Friday, May 22, 2009

Grading PolitiFact: Cheney on how many were subjected to waterboarding

An easy one, but PolitiFact found a way to blow it.

Fact-checking the fact checkers

The issue:

During a recent speech, Dick Cheney asserted that, despite a continued furor over waterboarding, it was administered to only three terrorists. PolitiFact relates it like so:
"You've heard endlessly about waterboarding," Cheney said in his address at the American Enterprise Institute. "It happened to three terrorists. One of them was Khalid Sheikh Mohammed, the mastermind of 9/11, who has also boasted about his beheading of Daniel Pearl.
The fact checkers:

Robert Farley: writer, researcher
Bill Adair: editor

Analysis:

To make a short story even shorter, Farley got this one right. Three detainees were subjected to waterboarding, and PolitiFact graded Cheney with its highest degree of accuracy ("True"). So what's the problem?

Farley put an odd focus on a marginally related subject, that of how many times the three detainees were waterboarded, and very probably got it wrong.

Farley used a New York Times story as his source, apparently assuming that its status the "the paper of record" would ensure accuracy. Fact-checkers ought to guard themselves against such assumptions. Numerous reports surfaced since the Times story calling its numbers into question.

A U.S. official with knowledge of the interrogation program told FOX News that the much-cited figure represents the number of times water was poured onto Mohammed's face -- not the number of times the CIA applied the simulated-drowning technique on the terror suspect. According to a 2007 Red Cross report, he was subjected a total of "five sessions of ill-treatment."

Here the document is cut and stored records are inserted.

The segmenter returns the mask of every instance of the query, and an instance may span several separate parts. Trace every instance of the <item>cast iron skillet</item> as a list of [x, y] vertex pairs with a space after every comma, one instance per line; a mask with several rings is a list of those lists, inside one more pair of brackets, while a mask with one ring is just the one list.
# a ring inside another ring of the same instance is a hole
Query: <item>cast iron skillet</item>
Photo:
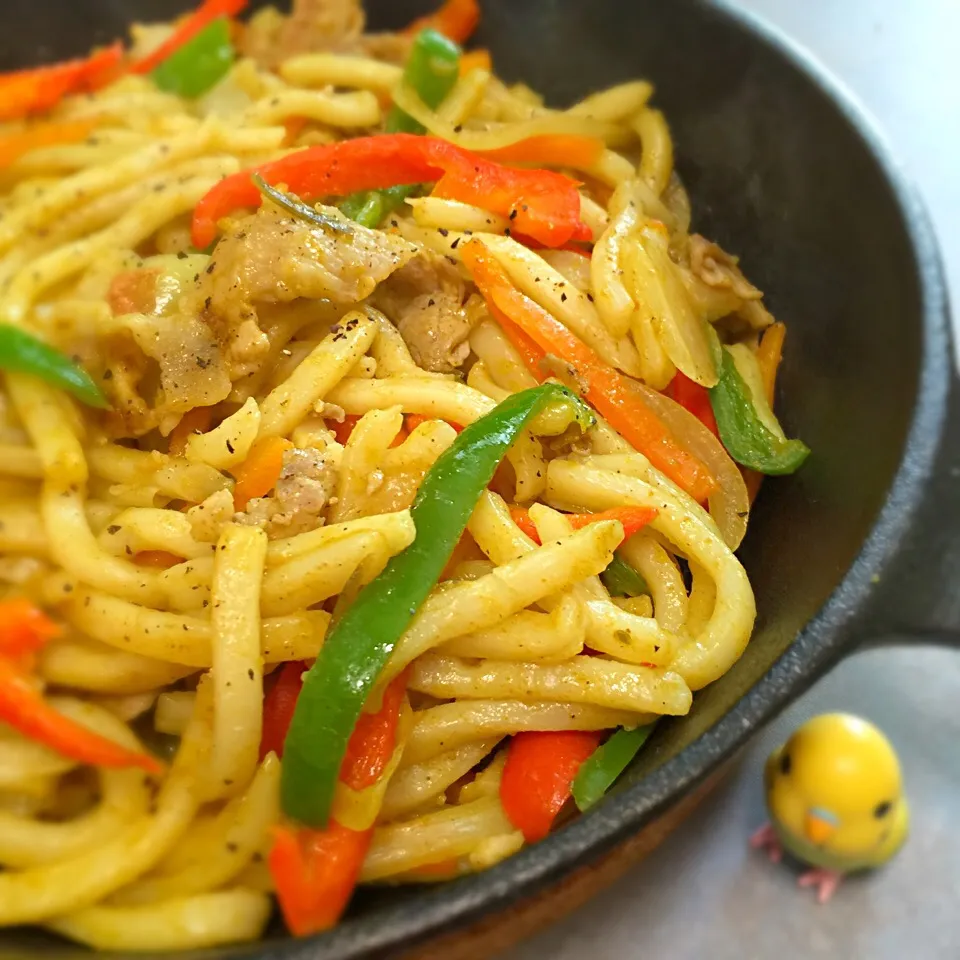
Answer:
[[[395, 27], [435, 3], [370, 0], [371, 24]], [[366, 894], [324, 937], [278, 929], [212, 957], [394, 955], [498, 911], [636, 833], [858, 642], [947, 640], [960, 622], [960, 594], [943, 589], [960, 573], [944, 282], [924, 212], [869, 122], [816, 65], [726, 6], [482, 3], [477, 42], [554, 103], [637, 76], [656, 83], [695, 228], [742, 255], [788, 324], [779, 409], [813, 456], [764, 486], [741, 551], [760, 610], [746, 654], [595, 811], [485, 874]], [[77, 54], [184, 6], [7, 0], [0, 68]], [[76, 953], [31, 933], [6, 944], [7, 956]]]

"The water was poured 183 times -- there were 183 pours," the official explained, adding that "each pour was a matter of seconds."

The Times and dozens of other outlets wrote that the CIA also waterboarded senior Al Qaeda member Abu Zubaydah 83 times, but Zubayda himself, a close associate of Usama bin Laden, told the Red Cross he was waterboarded no more than 10 times.

(Fox News)

The Times and Farley no doubt expect that the poor terrorists were so traumatized by the technique that they could not accurately recall how many sessions they had endured.

Abu Zubaydah:
The suffocation procedure was applied during five sessions of ill-treatment that took place during an approximately one-week intense period of interrogation in Afghanistan in 2002.
(page 10)
Khalid Sheikh Mohammed:
The procedure was applied during five different sessions during the first month of interrogation in his third place of detention.
(page 10)

"In addition I was subjected to 'water-boarding' on five occasions, all of which occurred during that first month."
(page 35)
Have the facts been checked adequately if the assessment includes just one of two widely discrepant accounts, and stories purporting to explain the discrepancy are simply ignored as though the writer was unfamiliar with them?

I don't think so.


The grades:

Robert Farley: D+
Bill Adair: D+

Both men pass merely on the strength of evaluating the main issue correctly. Including the minor issue was questionable, and getting it wrong is unacceptable. Or should be unacceptable.


Afterword:

Guidelines established by the Bush administration set limits on the number of sessions and duration of waterboarding.

You have informed us that the waterboard may be approved for use with a given detainee only during, at most, one single 30-day period, and that during that period, the waterboard technique may be used on no more than five days. We further understand that in any 24-hour period, interrogators may use no more than two "sessions" of the waterboard on the subject - and that no session may last more than two hours. Moreover, during any session, the number of individual applications of water lasting 10 seconds or longer may not exceed six. The maximum length of any application of water is 40 seconds (you have informed us that this maximum has rarely been reached). Finally the total cumulative time of all applications of whatever length in a 24-hour period may not exceed 12 minutes.

[W]here authorized, it may be used for two “sessions” per day of up to two hours. During a session, water may be applied up to six times for ten seconds or longer (but never more than 40 seconds). In a 24-hour period, a detainee may be subjected to up to twelve minutes of water application. Additionally, the waterboard may be used on as many as five days during a 30-day approval period.

(Bradbury memo, via waterboarding.org)

The math:

  • Mohammed and Zubayduh both reported a number of waterboarding sessions consistent with the limitation of five days in a 30 day period.
  • Five times at two sessions per day is 10 sessions (probably not a "session" as used in terrorists' descriptions) in a month.
  • Six applications of water multiplied by 10 sessions comes to 60 applications of water in a month.

Sixty, of course, is less than 83, but it remains unresolved whether "applications" as used in the CIA descriptions matches the use of the same term in the Bradbury memo. It may have been necessary to use more than one container of water to sustain a 40 second segment. Or the CIA may have exceeded the guidelines. Either might be the case, not to rule out both.